Shadyside Nursery to host Sunday-night outdoor music series | Pittsburgh City Paper

Shadyside Nursery to host Sunday-night outdoor music series

"It's kind of like a Hartwood Acres-style series, but in the city."

It was a bit of serendipity that led Pete Spynda — best known these days as the DJ behind the Pandemic world-music dance night at Brillobox — to start a weekly outdoor concert series at a plant nursery.

"I'd been looking for a venue to do something outdoors for a while," Spynda explains. "I happened to be walking in Bloomfield, and I ran into a buddy of mine [Bill Brittain] who runs the Shadyside Nursery." Spynda was specifically looking for a place to put on a show for Italian Gypsy-folk band Taluna. Brittain was looking for activities to complement a Sunday visit by Fukuda restaurant's food truck. The result: Weather Permitting, a new Sunday-night series featuring local (and sometimes touring) bands, outdoors at the nursery.

The idea is to feature music in a family-friendly atmosphere, early in the evening, before folks head to the bar — or send the kids to bed. "It's kind of like a Hartwood Acres-style series, but in the city," Spynda says. "They do great programming at Hartwood Acres, but it can be a hike, especially if you live in the city, and have to pack up the kids and all that."

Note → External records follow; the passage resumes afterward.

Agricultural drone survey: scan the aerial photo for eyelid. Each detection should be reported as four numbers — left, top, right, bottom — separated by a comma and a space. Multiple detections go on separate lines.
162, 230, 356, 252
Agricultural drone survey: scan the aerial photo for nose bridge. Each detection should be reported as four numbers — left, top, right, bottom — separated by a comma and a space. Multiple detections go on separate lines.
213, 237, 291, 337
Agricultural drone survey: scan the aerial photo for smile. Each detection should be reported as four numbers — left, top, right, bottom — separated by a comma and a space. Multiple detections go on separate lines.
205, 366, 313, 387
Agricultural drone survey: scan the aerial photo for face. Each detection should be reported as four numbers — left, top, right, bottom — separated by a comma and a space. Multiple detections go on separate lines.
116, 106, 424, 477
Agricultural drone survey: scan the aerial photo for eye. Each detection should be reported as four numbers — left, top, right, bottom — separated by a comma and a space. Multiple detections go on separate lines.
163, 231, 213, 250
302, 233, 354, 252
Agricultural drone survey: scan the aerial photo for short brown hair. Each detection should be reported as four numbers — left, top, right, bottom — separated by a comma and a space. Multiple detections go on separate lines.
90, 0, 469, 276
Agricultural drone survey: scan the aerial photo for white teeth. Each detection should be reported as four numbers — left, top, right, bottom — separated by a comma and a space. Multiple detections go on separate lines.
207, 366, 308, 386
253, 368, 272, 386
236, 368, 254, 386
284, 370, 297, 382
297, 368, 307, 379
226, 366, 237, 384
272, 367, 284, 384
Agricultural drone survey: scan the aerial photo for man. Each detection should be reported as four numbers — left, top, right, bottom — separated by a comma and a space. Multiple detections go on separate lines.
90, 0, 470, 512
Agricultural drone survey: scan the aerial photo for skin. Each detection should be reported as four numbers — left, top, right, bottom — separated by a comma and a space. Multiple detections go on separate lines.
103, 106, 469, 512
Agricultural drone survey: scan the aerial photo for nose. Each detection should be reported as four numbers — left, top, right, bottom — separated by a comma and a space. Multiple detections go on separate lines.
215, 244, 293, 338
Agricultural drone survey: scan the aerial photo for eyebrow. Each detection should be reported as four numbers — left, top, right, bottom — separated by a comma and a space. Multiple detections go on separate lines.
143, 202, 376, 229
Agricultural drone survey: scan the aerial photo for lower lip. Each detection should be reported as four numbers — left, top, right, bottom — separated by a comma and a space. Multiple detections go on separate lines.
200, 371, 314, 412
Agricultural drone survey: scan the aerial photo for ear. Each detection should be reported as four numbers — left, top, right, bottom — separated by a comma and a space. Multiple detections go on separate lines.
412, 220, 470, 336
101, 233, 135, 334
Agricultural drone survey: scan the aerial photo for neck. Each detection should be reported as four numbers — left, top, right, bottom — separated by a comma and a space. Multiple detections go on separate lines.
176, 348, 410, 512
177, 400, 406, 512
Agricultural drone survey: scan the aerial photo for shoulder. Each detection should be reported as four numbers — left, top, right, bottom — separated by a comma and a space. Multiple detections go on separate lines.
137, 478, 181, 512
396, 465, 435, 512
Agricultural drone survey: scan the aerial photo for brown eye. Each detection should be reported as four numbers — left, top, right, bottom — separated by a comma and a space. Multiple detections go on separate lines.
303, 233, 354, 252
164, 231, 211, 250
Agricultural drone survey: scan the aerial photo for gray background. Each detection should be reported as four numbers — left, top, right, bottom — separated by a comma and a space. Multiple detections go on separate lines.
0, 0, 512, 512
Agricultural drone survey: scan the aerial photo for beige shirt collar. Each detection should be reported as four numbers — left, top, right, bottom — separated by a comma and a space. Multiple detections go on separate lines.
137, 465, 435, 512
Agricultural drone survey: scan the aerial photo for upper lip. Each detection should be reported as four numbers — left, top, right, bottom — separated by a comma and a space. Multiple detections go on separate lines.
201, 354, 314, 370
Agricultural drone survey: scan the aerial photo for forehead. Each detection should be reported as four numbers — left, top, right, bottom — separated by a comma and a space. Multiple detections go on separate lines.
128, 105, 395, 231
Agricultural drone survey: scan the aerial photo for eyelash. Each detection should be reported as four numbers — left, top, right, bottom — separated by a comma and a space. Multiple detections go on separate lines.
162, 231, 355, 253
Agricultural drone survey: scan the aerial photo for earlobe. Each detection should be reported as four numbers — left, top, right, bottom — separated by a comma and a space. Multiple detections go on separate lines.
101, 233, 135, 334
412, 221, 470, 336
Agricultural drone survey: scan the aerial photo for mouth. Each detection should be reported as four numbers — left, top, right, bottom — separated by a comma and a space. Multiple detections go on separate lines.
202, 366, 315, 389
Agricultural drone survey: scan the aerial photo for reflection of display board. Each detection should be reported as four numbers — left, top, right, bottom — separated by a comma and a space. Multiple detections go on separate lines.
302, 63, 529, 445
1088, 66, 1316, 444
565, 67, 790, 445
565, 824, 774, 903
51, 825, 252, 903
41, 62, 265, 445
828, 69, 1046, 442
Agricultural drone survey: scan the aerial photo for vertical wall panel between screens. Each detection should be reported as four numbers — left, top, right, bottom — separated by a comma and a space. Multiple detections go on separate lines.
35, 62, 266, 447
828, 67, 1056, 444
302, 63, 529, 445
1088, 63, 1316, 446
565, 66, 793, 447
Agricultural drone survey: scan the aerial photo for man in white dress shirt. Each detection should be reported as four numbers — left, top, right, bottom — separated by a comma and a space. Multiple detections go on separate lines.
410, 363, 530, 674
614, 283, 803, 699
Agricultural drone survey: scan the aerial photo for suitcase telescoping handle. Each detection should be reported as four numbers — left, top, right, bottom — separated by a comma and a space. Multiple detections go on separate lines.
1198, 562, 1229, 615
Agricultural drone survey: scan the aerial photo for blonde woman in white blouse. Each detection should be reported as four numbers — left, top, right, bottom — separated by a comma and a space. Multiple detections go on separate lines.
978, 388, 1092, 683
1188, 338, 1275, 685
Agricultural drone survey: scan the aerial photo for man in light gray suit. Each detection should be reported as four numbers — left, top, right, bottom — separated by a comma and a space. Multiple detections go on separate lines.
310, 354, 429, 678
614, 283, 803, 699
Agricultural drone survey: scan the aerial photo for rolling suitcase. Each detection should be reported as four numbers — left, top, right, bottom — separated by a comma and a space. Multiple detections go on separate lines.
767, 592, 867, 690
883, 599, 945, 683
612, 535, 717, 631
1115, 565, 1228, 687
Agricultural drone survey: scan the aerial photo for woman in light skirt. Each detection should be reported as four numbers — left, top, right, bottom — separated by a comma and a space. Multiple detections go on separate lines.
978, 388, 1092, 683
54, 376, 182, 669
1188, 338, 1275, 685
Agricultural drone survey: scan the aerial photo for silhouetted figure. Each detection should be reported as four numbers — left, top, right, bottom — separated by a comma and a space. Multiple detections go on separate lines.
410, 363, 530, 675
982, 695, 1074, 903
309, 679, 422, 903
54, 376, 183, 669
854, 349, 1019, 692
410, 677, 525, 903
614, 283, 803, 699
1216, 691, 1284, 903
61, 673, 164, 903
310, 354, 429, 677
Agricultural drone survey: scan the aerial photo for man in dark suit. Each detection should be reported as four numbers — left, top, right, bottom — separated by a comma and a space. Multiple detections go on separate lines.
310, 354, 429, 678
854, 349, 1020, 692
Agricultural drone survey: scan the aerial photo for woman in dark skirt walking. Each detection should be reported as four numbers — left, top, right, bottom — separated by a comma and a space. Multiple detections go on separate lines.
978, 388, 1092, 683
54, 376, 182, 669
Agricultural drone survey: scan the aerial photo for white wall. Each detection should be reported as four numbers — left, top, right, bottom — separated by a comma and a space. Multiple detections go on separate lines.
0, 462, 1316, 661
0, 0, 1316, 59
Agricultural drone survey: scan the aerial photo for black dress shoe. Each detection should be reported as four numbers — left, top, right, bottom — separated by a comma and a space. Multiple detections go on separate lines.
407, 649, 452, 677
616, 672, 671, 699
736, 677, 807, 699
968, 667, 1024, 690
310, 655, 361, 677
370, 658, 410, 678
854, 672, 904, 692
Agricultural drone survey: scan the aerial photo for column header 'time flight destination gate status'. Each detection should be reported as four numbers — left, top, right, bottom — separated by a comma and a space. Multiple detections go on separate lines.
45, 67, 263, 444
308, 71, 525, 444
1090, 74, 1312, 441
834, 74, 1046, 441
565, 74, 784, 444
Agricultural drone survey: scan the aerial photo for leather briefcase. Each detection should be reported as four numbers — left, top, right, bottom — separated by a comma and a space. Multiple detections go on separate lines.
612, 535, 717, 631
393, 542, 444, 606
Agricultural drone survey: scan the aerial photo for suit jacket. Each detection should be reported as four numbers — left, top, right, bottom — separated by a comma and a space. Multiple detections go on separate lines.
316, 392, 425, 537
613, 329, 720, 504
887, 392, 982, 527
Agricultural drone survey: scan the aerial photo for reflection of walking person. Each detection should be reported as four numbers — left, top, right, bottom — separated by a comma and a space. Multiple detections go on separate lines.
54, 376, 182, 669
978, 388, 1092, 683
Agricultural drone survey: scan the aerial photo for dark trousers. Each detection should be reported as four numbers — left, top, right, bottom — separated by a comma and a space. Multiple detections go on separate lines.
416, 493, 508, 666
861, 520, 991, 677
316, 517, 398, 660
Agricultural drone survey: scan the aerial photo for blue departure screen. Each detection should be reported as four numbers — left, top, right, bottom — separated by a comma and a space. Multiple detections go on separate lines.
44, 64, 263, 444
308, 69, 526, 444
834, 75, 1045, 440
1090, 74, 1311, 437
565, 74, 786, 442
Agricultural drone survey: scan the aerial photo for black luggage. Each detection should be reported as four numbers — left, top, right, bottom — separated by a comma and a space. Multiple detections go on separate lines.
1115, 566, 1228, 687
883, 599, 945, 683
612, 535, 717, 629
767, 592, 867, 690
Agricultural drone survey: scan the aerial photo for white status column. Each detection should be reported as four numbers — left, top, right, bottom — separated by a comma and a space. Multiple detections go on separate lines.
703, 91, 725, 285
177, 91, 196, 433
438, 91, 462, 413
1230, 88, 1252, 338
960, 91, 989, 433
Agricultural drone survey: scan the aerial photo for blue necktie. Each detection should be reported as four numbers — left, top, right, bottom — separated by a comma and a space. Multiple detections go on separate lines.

It'll of course be on a smaller scale than Hartwood: Spynda and the folks from Shadyside Nursery are building a stage to fill some space where the plants don't sit in the afternoon because of sun exposure. They'll rent a PA and have food trucks and drinks. (It's also BYOB.)

Spynda's hope is to involve nearby businesses and bring foot traffic to the nursery's end of Shadyside on Sunday evenings. (Shadyside Nursery is on Maryland Avenue, just off Ellsworth.) Local bands booked for the future include The Beagle Brothers, The Harlan Twins and The Pressure.

And ... if it rains?

"That's, I guess, to be determined," Spynda says with a laugh. "That's one reason I'm reluctant to book many touring bands. Mostly we'll just cross our fingers."